Least squares

Read LA 4.3

1) Main Points

4.3 continues with the concept of using vectors to approximate solutions. The book gives a real life example dealing with approximating a constant that works for two specimens. To calculate this approximation we can use vectors like we did in 4.2 to, knowing that the approximate vector will be distanced from the desired vector by r, a residual vector. We know that for the closest approximation the new multiplied vector and the residual vector will be perpendicular meaning their dot product will be equal to zero.
In equations we are dealing with mx + r = y and x dot r = 0. We can solve this by taking the dot product of both sides of mx + r = y, this way we can find m which is the best approximation for a constant of the original problem. This approximation is where lines of best fit come from.
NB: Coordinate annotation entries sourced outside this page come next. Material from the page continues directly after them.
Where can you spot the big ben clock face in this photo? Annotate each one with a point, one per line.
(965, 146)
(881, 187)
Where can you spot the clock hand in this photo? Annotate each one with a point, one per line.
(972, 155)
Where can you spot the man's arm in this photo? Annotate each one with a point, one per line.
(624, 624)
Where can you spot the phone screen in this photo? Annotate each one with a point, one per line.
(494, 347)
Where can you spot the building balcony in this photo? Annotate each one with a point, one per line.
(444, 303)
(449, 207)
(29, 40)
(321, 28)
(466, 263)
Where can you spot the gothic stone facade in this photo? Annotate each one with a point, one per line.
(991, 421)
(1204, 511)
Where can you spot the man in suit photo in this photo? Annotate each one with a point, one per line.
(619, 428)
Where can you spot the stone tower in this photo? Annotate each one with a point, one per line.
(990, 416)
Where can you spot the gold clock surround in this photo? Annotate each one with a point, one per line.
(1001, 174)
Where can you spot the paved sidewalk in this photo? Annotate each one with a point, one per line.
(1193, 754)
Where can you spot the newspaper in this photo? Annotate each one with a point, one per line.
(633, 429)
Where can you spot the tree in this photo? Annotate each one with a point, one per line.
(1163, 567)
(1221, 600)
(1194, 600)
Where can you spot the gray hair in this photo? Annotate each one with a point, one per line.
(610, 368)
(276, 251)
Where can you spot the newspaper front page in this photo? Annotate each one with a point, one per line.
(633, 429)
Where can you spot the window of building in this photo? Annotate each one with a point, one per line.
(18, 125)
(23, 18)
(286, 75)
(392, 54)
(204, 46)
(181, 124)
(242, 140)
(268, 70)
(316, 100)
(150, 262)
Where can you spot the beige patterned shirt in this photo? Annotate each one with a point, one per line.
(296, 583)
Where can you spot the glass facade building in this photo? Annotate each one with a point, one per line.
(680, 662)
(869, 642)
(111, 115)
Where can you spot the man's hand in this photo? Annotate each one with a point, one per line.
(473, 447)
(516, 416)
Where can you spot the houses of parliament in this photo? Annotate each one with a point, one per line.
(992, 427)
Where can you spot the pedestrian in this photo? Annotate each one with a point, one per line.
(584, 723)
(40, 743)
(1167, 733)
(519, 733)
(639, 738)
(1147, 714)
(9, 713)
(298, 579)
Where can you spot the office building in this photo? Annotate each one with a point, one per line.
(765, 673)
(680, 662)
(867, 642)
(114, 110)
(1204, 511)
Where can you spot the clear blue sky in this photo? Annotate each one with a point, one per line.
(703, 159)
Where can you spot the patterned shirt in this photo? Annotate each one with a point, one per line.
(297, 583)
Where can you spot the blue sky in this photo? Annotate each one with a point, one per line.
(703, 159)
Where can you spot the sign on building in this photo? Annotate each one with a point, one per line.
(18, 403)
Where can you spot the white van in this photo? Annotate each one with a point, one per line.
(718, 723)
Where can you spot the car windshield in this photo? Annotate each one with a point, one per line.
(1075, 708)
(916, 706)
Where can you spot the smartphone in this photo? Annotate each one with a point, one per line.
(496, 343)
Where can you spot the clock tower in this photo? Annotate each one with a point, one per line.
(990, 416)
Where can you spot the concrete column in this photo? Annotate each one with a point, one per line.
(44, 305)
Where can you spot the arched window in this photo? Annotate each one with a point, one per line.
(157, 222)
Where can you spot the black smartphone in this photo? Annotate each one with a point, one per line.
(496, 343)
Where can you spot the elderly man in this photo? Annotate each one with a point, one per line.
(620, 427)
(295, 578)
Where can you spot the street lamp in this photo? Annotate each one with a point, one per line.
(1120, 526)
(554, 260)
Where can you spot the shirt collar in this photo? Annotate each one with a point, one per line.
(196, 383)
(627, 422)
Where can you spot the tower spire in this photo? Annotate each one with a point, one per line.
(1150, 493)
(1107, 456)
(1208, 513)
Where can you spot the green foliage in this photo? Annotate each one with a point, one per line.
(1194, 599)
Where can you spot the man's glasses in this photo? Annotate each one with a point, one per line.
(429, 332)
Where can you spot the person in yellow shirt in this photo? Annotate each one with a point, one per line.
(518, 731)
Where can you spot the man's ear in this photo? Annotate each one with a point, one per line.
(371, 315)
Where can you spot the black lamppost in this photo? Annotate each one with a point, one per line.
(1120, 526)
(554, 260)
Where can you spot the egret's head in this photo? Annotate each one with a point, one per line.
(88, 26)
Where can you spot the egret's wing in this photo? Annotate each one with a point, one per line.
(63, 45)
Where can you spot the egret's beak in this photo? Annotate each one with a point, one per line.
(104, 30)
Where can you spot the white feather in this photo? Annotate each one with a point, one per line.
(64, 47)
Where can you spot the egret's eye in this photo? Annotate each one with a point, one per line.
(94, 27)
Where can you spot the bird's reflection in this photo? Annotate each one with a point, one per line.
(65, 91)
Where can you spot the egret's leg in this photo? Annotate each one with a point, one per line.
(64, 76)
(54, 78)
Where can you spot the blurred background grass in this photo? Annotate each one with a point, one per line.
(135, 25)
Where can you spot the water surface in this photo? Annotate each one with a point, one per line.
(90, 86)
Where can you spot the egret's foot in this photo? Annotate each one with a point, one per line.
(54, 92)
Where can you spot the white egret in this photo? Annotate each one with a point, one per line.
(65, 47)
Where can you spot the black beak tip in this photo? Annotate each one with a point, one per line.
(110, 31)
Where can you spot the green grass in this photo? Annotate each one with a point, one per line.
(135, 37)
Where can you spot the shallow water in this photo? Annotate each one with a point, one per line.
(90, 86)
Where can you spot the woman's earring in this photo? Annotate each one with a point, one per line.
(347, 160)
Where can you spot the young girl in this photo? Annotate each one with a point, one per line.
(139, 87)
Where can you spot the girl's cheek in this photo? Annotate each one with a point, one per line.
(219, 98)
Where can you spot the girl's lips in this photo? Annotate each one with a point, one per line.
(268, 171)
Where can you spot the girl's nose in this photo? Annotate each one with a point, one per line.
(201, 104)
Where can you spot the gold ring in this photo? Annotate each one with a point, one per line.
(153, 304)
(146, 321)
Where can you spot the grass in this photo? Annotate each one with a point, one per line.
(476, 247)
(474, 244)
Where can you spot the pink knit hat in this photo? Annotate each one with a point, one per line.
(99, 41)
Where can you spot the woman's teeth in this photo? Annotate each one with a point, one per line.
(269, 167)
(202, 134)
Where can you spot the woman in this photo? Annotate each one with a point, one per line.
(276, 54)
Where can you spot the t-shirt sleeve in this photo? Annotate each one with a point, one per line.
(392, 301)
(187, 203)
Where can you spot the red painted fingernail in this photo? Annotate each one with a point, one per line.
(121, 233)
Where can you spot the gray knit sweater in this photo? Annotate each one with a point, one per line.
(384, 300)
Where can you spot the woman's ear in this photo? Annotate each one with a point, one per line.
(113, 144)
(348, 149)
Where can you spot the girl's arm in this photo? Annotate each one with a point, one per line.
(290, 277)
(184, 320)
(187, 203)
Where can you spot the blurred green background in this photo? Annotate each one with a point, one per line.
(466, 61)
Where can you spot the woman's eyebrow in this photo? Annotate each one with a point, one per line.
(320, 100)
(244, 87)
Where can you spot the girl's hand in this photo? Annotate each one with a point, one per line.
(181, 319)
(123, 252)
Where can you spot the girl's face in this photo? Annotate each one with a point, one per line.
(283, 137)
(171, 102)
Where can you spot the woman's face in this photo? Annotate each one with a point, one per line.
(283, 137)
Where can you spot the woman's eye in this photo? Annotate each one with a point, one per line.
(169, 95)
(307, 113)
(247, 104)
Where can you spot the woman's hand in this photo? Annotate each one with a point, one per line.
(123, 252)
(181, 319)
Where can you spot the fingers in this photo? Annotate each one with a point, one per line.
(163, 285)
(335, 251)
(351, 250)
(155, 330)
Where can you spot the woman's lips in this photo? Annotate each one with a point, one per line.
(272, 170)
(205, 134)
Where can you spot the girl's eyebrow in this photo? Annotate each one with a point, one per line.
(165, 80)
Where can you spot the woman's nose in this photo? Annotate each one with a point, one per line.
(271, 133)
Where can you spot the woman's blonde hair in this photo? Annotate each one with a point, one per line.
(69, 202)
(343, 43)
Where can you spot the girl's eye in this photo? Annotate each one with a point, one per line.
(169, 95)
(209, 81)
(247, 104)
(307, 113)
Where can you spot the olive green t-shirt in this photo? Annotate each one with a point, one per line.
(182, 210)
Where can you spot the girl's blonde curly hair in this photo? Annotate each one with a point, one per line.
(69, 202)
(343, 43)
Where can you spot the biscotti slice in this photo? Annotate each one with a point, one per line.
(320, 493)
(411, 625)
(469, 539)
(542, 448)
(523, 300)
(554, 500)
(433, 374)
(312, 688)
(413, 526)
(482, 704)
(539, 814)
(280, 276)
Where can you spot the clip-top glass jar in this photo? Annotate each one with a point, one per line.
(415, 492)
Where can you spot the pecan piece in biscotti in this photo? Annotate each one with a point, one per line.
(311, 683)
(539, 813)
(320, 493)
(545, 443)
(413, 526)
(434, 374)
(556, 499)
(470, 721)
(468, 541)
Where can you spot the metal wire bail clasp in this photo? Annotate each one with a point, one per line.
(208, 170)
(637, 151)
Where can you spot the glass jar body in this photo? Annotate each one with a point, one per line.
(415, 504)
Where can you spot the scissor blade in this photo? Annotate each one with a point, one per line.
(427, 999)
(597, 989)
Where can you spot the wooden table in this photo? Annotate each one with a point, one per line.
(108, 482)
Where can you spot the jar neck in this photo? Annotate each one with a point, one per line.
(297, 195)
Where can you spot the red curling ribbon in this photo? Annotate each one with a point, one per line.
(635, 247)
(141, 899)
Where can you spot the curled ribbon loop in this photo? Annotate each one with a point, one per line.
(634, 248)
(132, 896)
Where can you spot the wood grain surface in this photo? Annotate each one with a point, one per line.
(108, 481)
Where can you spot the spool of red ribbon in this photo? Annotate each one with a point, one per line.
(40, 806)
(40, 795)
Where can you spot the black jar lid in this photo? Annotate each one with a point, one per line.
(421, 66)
4.3.2 Applies this method to a more complicated situation. if you are given a table of numbers, these as we have learned can be written in vector form. With this more complicated way of thinking about more three dimensional vectors we can conclude that mu + bv + r = s, and u dot r = 0 and v dot r = 0. This can be solved by taking the dot product of u and the equation, then v and the equation. This gives a solvable system of equations which gives the values of m and b needed to make the closest estimate.

This method is called the fundamental problem of linear modeling and is recapped very well in the end of the LA packet.

2) Challenges

I feel pretty good on the two dimensional stuff, but when it gets the vectors with more elements I foresee some difficulty. Overall though I understand the concept I just need to make sure I print the packet and review/apply the concepts

3) Reflections

I now finally understand where a line of best fit comes from, which is very useful in statistical modeling. Right on!